Podocarpus aracensis
- Conservation status: Least Concern (IUCN 3.1)

Scientific classification
- Kingdom: Plantae
- Clade: Tracheophytes
- Clade: Gymnosperms
- Division: Pinophyta
- Class: Pinopsida
- Order: Araucariales
- Family: Podocarpaceae
- Genus: Podocarpus
- Species: P. aracensis
- Binomial name: Podocarpus aracensis de Laub. & Silba

= Podocarpus aracensis =

- Genus: Podocarpus
- Species: aracensis
- Authority: de Laub. & Silba
- Conservation status: LC

Species of conifer

Podocarpus aracensis is a species of conifer in the family Podocarpaceae. It is a tree native to northern Brazil and southern Venezuela.
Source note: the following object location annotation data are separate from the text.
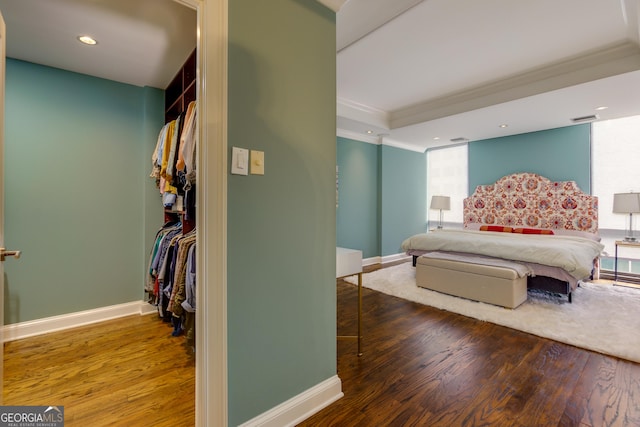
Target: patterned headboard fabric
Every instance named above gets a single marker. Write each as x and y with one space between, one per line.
531 200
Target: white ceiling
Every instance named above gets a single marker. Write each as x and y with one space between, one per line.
140 42
461 68
409 70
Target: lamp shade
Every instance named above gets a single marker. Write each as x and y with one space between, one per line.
626 203
441 202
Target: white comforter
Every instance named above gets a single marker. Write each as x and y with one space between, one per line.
573 254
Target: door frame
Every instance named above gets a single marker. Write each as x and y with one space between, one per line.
3 45
211 211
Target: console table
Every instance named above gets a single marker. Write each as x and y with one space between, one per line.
349 263
633 244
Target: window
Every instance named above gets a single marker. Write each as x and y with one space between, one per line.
447 175
615 150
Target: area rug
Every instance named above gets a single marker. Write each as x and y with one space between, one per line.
602 318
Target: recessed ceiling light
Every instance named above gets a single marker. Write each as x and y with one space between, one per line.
87 40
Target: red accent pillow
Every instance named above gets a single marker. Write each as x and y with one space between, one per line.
532 231
499 228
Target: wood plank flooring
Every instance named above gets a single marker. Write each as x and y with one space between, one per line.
421 367
426 367
124 372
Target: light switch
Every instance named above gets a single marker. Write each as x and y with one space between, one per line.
257 162
239 161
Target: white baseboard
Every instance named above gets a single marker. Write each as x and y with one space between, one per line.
300 407
32 328
395 257
384 259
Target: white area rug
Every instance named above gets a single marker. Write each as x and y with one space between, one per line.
602 318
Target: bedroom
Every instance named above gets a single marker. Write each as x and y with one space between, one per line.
243 208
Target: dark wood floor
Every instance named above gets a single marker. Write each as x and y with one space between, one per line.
124 372
426 367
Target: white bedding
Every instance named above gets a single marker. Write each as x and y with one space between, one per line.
573 254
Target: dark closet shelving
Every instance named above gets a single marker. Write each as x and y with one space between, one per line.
177 96
182 89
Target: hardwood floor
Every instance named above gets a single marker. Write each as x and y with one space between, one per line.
420 367
124 372
426 367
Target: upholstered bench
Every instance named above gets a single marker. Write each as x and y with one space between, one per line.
500 282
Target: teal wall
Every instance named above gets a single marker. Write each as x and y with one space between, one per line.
559 154
358 213
404 189
382 197
281 226
77 194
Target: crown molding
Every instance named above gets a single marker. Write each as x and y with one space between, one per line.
370 139
334 5
362 113
612 60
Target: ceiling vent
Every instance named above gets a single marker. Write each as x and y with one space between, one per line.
582 119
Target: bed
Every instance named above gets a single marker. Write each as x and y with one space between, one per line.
549 228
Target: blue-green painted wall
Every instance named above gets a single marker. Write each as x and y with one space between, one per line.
382 196
403 189
77 194
358 213
559 154
281 226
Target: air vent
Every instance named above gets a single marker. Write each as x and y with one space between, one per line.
589 118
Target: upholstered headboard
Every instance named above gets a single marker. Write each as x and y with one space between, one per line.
531 200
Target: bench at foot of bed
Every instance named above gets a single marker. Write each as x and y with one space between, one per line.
498 285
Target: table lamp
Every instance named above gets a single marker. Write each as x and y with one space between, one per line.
627 203
441 203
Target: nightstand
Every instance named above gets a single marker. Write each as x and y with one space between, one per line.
625 243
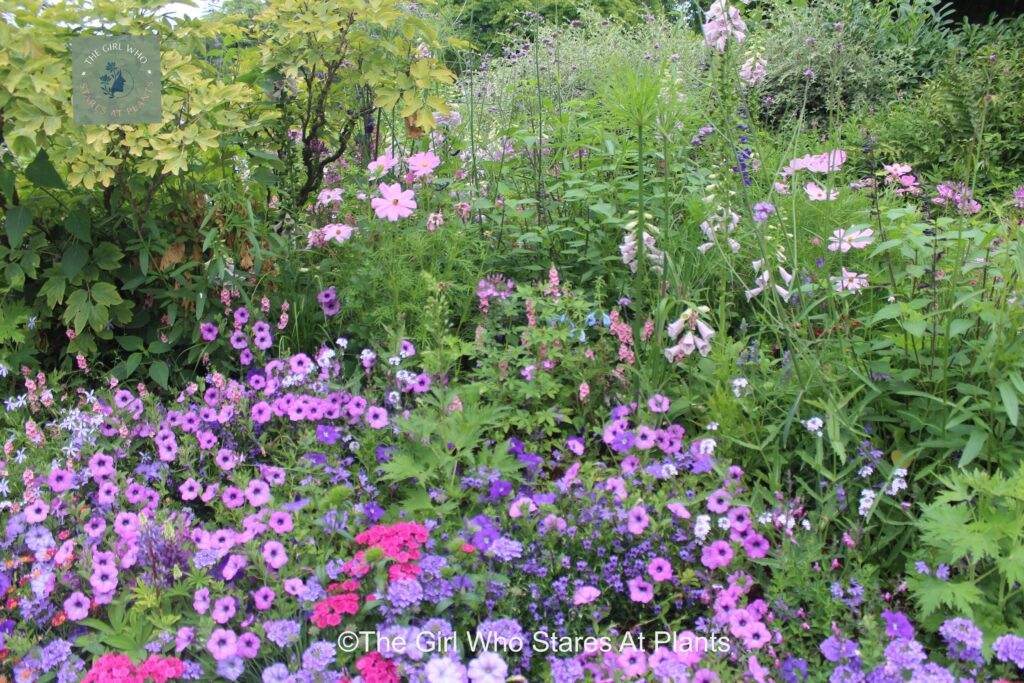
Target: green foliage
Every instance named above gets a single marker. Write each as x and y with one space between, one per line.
970 116
974 529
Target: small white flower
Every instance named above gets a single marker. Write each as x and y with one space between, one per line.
866 501
814 425
701 527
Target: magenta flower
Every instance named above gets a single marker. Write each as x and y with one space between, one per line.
719 501
223 609
657 403
640 591
257 493
77 606
377 417
281 521
585 595
659 569
274 555
201 600
232 498
223 643
394 203
756 546
264 597
718 554
637 520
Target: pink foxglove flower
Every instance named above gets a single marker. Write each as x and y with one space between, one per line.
850 282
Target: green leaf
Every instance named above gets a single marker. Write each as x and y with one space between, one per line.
105 294
108 255
1012 566
7 183
1010 400
131 365
18 219
975 442
42 173
53 290
130 343
79 224
74 259
159 373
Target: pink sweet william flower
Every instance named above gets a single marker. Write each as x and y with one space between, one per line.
585 595
394 203
423 164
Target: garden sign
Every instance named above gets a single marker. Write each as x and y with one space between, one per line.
116 79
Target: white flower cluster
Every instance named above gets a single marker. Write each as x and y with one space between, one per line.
814 425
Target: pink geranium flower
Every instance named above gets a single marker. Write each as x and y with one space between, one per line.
394 203
585 595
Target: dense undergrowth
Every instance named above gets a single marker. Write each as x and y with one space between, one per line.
637 353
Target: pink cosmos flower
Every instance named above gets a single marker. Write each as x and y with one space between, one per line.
845 240
394 203
423 164
816 194
585 595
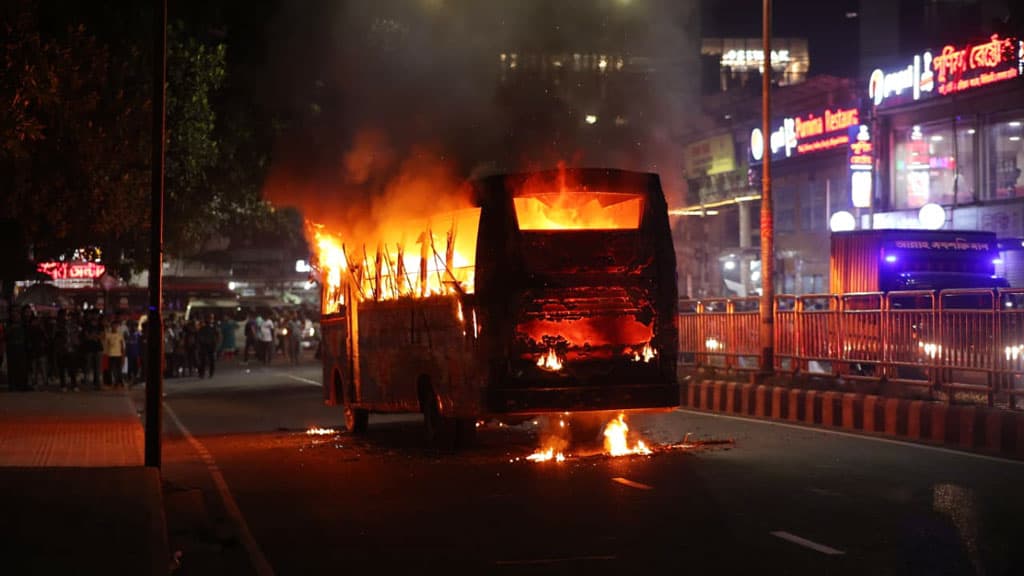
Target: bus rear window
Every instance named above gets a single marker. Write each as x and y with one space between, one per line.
579 210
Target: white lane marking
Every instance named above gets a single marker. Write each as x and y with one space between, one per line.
867 437
259 562
631 484
303 380
552 560
807 543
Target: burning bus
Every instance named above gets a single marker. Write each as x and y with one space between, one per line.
552 292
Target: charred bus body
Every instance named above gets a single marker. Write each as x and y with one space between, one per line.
570 306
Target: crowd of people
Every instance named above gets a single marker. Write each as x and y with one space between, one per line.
76 348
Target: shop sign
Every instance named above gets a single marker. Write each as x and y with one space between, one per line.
861 159
805 134
950 71
72 271
709 157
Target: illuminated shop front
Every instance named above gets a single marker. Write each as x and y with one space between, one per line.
951 122
812 181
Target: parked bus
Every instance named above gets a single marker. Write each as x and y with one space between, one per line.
555 292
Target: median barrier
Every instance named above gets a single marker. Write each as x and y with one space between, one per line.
731 398
853 411
778 403
812 407
969 427
761 400
797 410
747 398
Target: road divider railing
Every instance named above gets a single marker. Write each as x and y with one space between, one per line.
966 343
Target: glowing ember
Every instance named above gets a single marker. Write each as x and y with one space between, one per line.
646 355
414 258
546 456
616 441
550 361
555 202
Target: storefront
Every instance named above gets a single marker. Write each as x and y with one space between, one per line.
811 180
950 127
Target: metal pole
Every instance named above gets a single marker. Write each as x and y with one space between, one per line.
155 375
767 223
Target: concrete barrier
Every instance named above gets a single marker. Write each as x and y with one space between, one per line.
797 410
761 400
731 398
873 418
830 409
747 400
969 427
812 407
779 406
853 411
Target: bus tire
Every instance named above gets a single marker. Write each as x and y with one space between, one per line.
440 430
356 419
465 430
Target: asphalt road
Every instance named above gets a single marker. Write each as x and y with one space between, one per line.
248 491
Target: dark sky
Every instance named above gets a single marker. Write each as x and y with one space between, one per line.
833 38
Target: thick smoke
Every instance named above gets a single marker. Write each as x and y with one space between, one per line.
391 105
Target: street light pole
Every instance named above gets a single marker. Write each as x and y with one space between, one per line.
767 222
155 325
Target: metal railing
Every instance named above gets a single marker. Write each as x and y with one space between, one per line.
960 342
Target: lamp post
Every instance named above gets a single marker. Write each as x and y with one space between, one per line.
155 342
767 223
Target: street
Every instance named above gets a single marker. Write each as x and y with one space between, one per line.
247 490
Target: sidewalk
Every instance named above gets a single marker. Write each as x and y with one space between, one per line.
74 493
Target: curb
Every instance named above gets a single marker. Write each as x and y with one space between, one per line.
973 428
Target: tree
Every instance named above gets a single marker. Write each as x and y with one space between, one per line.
73 146
194 210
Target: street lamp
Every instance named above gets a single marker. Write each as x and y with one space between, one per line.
767 222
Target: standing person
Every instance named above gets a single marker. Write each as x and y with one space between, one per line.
132 353
189 335
92 348
207 338
114 347
252 339
66 343
266 333
17 357
294 338
227 341
36 347
170 347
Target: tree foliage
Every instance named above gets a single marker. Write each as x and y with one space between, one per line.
76 133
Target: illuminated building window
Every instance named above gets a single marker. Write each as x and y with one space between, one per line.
1006 153
930 165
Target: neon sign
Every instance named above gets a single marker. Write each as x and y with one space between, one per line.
813 132
860 160
69 271
950 71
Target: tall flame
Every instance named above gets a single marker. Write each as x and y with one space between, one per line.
550 361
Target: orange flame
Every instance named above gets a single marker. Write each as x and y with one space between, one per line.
440 265
616 441
544 202
550 361
546 456
646 355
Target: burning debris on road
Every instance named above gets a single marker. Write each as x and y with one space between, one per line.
315 430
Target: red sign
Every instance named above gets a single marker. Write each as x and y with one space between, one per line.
73 271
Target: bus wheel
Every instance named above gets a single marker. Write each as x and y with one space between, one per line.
356 419
465 433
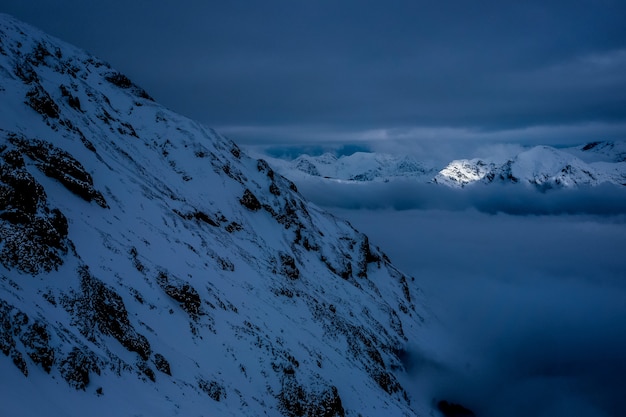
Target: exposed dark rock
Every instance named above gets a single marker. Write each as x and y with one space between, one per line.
11 322
214 389
295 401
73 101
274 189
250 201
122 81
146 370
99 308
34 236
449 409
36 340
42 103
182 292
198 215
25 72
288 266
60 165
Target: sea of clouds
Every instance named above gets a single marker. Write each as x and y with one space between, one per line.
529 290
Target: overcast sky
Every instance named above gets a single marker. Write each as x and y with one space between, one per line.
546 71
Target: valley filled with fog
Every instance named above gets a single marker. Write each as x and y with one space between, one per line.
532 305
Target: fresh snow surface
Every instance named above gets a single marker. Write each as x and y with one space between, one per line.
542 167
150 267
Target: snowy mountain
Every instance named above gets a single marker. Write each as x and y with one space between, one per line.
543 167
150 267
359 166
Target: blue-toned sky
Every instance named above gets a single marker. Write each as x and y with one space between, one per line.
547 71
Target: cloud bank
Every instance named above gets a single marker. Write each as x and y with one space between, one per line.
493 198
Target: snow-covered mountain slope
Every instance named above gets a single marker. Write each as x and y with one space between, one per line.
149 267
540 166
543 167
359 166
609 151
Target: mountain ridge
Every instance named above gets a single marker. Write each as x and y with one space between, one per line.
149 264
542 167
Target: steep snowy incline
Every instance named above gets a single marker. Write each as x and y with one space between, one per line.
543 167
149 267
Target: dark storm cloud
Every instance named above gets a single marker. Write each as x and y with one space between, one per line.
533 308
486 65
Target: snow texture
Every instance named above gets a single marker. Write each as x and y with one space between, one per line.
148 266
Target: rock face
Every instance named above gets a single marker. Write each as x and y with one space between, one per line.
143 253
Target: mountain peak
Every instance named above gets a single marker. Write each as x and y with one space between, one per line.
142 252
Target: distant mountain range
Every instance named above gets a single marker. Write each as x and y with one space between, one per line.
148 266
543 167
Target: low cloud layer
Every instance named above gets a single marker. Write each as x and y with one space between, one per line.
531 308
361 67
512 199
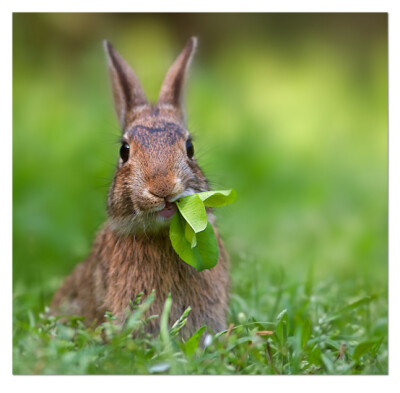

It is known from two tepuis, Serra do Aracá in the Brazilian state of Amazonas, and Cerro Yaví in the Venezuelan state of Amazonas. Tepuis are steep-sided, flat-topped sandstone mountains which rise above the surrounding plateau. Podocarpus aracensis grows along streams in dwarf forest or shrub vegetation from 1,200 to 2,100 metres elevation.

The species was described by David John de Laubenfels and John Silba in 1988.